From: tboegi@web.de
To: git@vger.kernel.org, alexander.s.m@gmail.com, Johannes.Schindelin@gmx.de
Cc: "Torsten Bögershausen" <tboegi@web.de>
Subject: [PATCH v4 2/2] diff.c: More changes and tests around utf8_strwidth()
Date: Sat, 3 Sep 2022 07:39:34 +0200 [thread overview]
Message-ID: <20220903053934.15629-1-tboegi@web.de> (raw)
In-Reply-To: <CA+VDVVVmi99i6ZY64tg8RkVXDc5gOzQP_SH12zhDKRkUnhWFgw@mail.gmail.com>
From: Torsten Bögershausen <tboegi@web.de>
When unicode filenames (encoded in UTF-8) are used, the visible width
on the screen is not the same as strlen(filename).
For example, `git log --stat` may produce an output like this:
[snip the header]
Arger.txt | 1 +
Ärger.txt | 1 +
2 files changed, 2 insertions(+)
The last commit uses utf8_strwidth() instead of strlen() in diff.c
and it is time to test the change.
And now we detect another problem that is fixed here: code like this
strbuf_addf(&out, "%-*s", len, name);
(or using the underlying snprintf() function) does not align the
buffer to a minimum of len measured in screen-width, but uses the
memory count.
One could be tempted to wish that snprintf() was UTF-8 aware.
That doesn't seem to be the case anywhere (tested on Linux and Mac),
probably snprintf() uses the "bytes in memory"/strlen() approach to be
compatible with older versions and this will never change.
The basic idea is to change code in diff.c like this
strbuf_addf(&out, "%-*s", len, name);
into something like this:
int padding = len - utf8_strwidth(name);
if (padding < 0)
padding = 0;
strbuf_addf(&out, " %s%*s", name, padding, "");
The real change is slighty bigger, as it, as well, integrates two calls
of strbuf_addf() into one.
Tests:
Two things need to be tested:
- The calculation of the maximum width
- The calculation of padding
The name "textfile" is changed into "tëxtfilë", both have a width of 8.
If strlen() was used, to get the maximum width, the shorter "binfile" would
have been mis-aligned:
binfile | [snip]
tëxtfilë | [snip]
If only "binfile" would be renamed into "binfilë":
binfilë | [snip]
textfile | [snip]
In order to verify that the width is calculated correctly everywhere,
"binfile" is renamed into "binfilë", giving 1 bytes more in strlen()
"tëxtfile" is renamed into "tëxtfilë", 2 byte more in strlen().

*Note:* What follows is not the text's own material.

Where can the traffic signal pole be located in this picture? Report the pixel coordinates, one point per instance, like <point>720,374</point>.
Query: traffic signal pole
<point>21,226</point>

The updated t4012-diff-binary.sh checks the correct aligment:
binfilë | [snip]
tëxtfilë | [snip]
Helped-by: Johannes Schindelin <Johannes.Schindelin@gmx.de>
Signed-off-by: Torsten Bögershausen <tboegi@web.de>
---
diff.c | 23 ++++++++++++++---------
t/t4012-diff-binary.sh | 14 +++++++-------
2 files changed, 21 insertions(+), 16 deletions(-)
diff --git a/diff.c b/diff.c
index b5df464de5..35b9da90fe 100644
--- a/diff.c
+++ b/diff.c
@@ -2734,7 +2734,7 @@ static void show_stats(struct diffstat_t *data, struct diff_options *options)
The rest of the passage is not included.